The original CBS News story had comments clarifying both these issues by 2 PM. The Examiner put up a post also clarifying that the story was incorrect in several ways (by around 3PM but maybe earlier).

But pretty much the overwhelming majority of tweets on the topic are repeating the story uncritically, even now past midnight. Some notable tweets by high-profile sources:

  • Non-GMO Project tweeted it earlier in the day which was retweeted a lot. They clarified in a subsequent tweet but the correction received far fewer re-tweets. The Non-GMO Project is the major voluntary labeling organization in the United States for GM products.
  • Slashdot tweeted it and posted about it. The slashdot story was eventually updated to clarify, but that’s still a lot of people who may not see the correction.
  • Robyn O’Brien 24k followers and a TEDx talk.
  • Tammy Bruce, a Tea Party activist and radio talk show host (and 37k followers).

There were quite a lot of efforts to correct misinformation but there’s a flood of people making fearful comments. One notable attempt to correct misinformation that I hadn’t seen earlier is this one by Jay Cuthrell.

To emphasize how quickly this exploded, a google search for “bermuda grass cyanide” — the very search terms someone might use to learn about grasses and cyanides — is dominated by repeats of this story for the first few pages of results. Overwhelmingly they are uncritically repeating the CBS story, though some are better.

So, What’s the Problem?

Simply, since this story plays into a scary narrative about the dangers of modern agriculture, many people who read this will remember “didn’t some GM grass kill cows once?” They might repeat it to their friends in the future but who fact checks their friends? Most people won’t see the corrections and, even if they do, the scarier parts stick better.

In the grand scheme of things, this probably won’t move the lever of public opinion much. It’s Saturday — slow news day — so not that many people will hear about it. It does emphasize that many people are not very well-educated about science, don’t have critical thinking (or googling) skills and journalists are among them.
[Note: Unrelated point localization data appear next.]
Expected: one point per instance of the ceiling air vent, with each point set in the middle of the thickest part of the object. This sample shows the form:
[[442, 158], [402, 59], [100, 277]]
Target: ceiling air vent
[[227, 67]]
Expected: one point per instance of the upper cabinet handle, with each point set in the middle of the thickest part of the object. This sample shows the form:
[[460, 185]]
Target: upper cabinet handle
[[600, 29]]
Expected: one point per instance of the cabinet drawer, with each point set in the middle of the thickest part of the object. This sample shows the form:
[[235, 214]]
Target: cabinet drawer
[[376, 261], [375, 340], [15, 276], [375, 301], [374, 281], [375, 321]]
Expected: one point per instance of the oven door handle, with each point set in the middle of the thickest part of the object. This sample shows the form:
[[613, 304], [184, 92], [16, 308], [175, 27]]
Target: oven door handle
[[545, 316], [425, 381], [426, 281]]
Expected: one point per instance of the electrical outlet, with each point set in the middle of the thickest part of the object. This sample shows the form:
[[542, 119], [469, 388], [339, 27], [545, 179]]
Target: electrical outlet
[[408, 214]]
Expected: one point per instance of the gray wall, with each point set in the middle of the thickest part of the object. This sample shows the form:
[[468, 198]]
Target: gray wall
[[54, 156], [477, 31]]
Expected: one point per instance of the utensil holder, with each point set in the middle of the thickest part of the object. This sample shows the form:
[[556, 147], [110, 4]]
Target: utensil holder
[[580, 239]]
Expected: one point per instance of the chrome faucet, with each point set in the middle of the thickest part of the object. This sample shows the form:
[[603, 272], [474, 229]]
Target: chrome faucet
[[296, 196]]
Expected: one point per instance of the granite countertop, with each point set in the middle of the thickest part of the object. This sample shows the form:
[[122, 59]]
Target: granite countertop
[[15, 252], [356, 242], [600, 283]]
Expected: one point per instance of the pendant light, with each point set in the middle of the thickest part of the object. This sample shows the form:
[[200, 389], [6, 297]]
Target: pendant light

But it does mean there are a few more people who think modern agriculture is even more scary than they already thought it was, even though grasses have probably been producing cyanide since long before humans domesticated cows.


  1. I have saved a copy of the CBS News story, with post time of 1 PM.
  2. Update on 6/25 09:15: When I originally wrote this, I claimed there were no transgenic grases on the market. This is of course insanely wrong as Bt corn is an obvious and heavily used transgenic grass. I intended to be saying that I knew of no transgenic grasses of forage varieties like bermudagrass. This would not be clear to a casual reader. I did discover this weekend that a glyphosate-resistant variety of Kentucky bluegrass exists from Scotts Miracle-Gro but as far as I know they have no plans to commercialize it and it is not on the market. It would not be a forage grass in any case.
  3. A broad definition of “genetically modified” would probably include everything mankind has ever done with plants, starting thousands of years ago. But the term in colloquial usage really means organisms created via transgenic methods. This grass is a hybrid cross and is not transgenic.
  4. Never attribute to malice what can easily be attributed to stupidity or laziness.